Part of the solution is simply accepting that people have natural limitations when it comes to friendships, relationships, humanity and understanding. They may find it hard enough to stay positive as it is already without having to look after those who can’t seem to look after themselves.

Imagining that anyone “should” help you when they haven’t explicitly agreed to do so can come across as manipulative because it confuses your needs with their responsibility. It’s not worth testing anyone’s limits by pressuring them to be someone they may not even be capable of becoming.



It’s likely that children learn a lot about how to become emotionally independent through the simple act of playing. As as adult, there’s no need to be any different. Alone time can be seen as “playtime”, a chance to rediscover that child-like sense of authentic joy and spontaneity.

How much you enjoy your undisturbed playtime depends partly on how willing you are to improve the experience. It can become the ultimate chance to look after yourself, unwind and explore hobbies and interests. Some people even get addicted to being with themselves. As Maxwell Maltz said:

“If you make friends with yourself you will never be alone”

By transforming the experience of being with yourself you can make a new friend for life. You can practice doing things just because they’re fun rather than to achieve anything. Loneliness may be little more than boredom combined with self-pity or with wanting companionship too much and too soon.

A good start is to stop resisting the fact other people aren’t around and see it as something sacred and vital to growth. It takes time to get into it but fascination, exploration and creativity are great substitutes for neediness. You could even make a list of interesting things to explore:

  • Books and articles
  • Music and music videos
  • Movies and shows
  • Comedy videos and shows
  • Games and diversions
  • Fascinating facts and info
  • Educational videos and courses
  • Creative projects

You could also become more playful in your everyday life, experimenting with retro dance moves, dramatic singing, silly voices, funny faces, crazy phrases or humorous observations. Less serious music can also create a fun atmosphere, whether it’s James Bond theme songs or Flight of the Conchords.

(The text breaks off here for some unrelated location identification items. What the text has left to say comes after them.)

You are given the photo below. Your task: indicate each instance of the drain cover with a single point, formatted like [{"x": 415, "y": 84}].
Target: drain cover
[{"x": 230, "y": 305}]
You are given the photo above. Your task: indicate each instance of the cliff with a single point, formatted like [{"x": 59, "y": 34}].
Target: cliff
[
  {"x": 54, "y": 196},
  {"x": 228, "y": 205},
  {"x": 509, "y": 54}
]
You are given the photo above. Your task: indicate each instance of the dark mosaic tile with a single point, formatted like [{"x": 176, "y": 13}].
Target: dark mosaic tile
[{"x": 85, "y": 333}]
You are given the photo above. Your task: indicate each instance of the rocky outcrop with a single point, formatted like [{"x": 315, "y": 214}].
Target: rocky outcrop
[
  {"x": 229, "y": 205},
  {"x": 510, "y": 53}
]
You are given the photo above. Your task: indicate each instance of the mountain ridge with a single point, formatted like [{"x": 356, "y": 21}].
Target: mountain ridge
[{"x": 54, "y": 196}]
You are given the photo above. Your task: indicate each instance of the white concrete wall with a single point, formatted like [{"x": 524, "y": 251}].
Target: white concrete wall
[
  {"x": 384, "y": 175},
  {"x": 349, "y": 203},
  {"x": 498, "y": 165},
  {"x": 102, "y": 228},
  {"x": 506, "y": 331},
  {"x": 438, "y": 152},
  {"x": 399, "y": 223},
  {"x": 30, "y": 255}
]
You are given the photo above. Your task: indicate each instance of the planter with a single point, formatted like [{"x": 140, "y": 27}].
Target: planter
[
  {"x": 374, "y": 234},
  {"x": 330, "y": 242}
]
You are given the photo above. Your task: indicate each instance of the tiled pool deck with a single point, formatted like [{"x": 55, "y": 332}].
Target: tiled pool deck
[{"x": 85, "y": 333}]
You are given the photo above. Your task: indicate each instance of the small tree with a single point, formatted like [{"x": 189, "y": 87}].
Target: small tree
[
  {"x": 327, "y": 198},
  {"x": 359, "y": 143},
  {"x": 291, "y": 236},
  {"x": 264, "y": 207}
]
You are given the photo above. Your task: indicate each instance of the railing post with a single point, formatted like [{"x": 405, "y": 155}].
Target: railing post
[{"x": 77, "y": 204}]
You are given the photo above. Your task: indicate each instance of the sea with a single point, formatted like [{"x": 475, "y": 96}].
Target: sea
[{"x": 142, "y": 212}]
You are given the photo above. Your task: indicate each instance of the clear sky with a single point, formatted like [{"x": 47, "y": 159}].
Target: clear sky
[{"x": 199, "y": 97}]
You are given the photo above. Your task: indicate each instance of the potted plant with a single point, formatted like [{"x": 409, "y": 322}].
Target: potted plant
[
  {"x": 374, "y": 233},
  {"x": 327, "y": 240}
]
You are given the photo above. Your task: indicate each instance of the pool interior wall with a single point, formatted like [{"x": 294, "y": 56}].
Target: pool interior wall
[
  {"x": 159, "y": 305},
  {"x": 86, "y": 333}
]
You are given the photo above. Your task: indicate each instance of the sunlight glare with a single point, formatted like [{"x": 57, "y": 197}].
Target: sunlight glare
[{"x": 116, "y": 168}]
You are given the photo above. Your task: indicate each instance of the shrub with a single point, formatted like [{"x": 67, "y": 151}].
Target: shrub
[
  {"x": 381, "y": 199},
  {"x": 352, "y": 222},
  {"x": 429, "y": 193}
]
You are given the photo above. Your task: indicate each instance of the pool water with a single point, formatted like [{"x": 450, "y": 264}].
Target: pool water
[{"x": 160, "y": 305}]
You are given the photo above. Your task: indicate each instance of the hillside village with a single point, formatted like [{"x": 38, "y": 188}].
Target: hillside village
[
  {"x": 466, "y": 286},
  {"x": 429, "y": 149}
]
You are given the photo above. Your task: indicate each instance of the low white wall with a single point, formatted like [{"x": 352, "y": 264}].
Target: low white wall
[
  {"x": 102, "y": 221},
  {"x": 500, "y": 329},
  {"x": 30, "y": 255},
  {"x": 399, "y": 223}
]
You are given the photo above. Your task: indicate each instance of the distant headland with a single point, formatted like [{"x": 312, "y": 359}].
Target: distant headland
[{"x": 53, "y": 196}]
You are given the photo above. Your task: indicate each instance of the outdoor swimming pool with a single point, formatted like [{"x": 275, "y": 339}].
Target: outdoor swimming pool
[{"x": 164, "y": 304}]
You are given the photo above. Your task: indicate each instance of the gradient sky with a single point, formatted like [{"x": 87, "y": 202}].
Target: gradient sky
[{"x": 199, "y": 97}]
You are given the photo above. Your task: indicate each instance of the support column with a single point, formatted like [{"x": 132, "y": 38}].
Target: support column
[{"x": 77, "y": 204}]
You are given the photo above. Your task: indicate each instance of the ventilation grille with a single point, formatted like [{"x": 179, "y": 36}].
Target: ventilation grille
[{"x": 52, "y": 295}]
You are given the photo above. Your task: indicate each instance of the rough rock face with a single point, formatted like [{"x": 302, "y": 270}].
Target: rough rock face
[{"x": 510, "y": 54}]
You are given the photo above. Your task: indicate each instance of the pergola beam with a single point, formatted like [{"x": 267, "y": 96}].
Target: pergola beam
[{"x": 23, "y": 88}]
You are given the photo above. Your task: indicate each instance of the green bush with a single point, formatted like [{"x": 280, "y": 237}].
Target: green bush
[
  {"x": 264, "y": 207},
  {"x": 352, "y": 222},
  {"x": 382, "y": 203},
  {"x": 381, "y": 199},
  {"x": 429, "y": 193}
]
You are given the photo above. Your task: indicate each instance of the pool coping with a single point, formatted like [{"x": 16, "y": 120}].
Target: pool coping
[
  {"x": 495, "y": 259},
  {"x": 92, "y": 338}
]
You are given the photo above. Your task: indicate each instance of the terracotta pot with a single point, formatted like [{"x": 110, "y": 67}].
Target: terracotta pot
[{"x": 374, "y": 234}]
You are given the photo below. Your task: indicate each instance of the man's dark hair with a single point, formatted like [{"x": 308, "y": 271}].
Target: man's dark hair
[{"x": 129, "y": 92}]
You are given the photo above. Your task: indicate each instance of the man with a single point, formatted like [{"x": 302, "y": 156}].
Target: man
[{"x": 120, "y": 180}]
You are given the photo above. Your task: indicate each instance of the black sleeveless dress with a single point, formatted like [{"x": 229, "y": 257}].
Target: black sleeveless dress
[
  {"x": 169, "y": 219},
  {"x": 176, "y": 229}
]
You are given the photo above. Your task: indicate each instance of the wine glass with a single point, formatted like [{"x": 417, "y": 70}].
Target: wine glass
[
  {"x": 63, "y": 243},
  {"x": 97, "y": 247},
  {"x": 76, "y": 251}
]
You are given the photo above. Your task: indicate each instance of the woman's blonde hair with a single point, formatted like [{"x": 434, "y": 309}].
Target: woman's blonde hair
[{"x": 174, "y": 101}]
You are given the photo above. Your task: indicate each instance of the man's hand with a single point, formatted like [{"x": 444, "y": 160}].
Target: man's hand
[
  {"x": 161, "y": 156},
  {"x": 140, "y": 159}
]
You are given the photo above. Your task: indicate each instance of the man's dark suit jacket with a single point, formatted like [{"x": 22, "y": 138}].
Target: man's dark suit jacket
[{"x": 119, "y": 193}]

A hermit’s true discovery is that anyone can eventually become perfectly content on their own, far from the imperfect outside world. Realising how much you can give to yourself and remembering you are the only person you can totally depend on can free you of the much less reliable human race.



Negative mental habits are one of the main factors that cause people to run away from their own company and depend on others. Maybe you punish yourself by dwelling in the past, overthinking negatively, being impatient, insisting on perfect results or stressing yourself out in some other way.

Self-harshness is a product of trying to forcefully control things, which includes being angry with other people because it affects how you feel within your interior world. The alternative is learning to talk to yourself positively, dwell at peace with the present moment or find constructive distraction.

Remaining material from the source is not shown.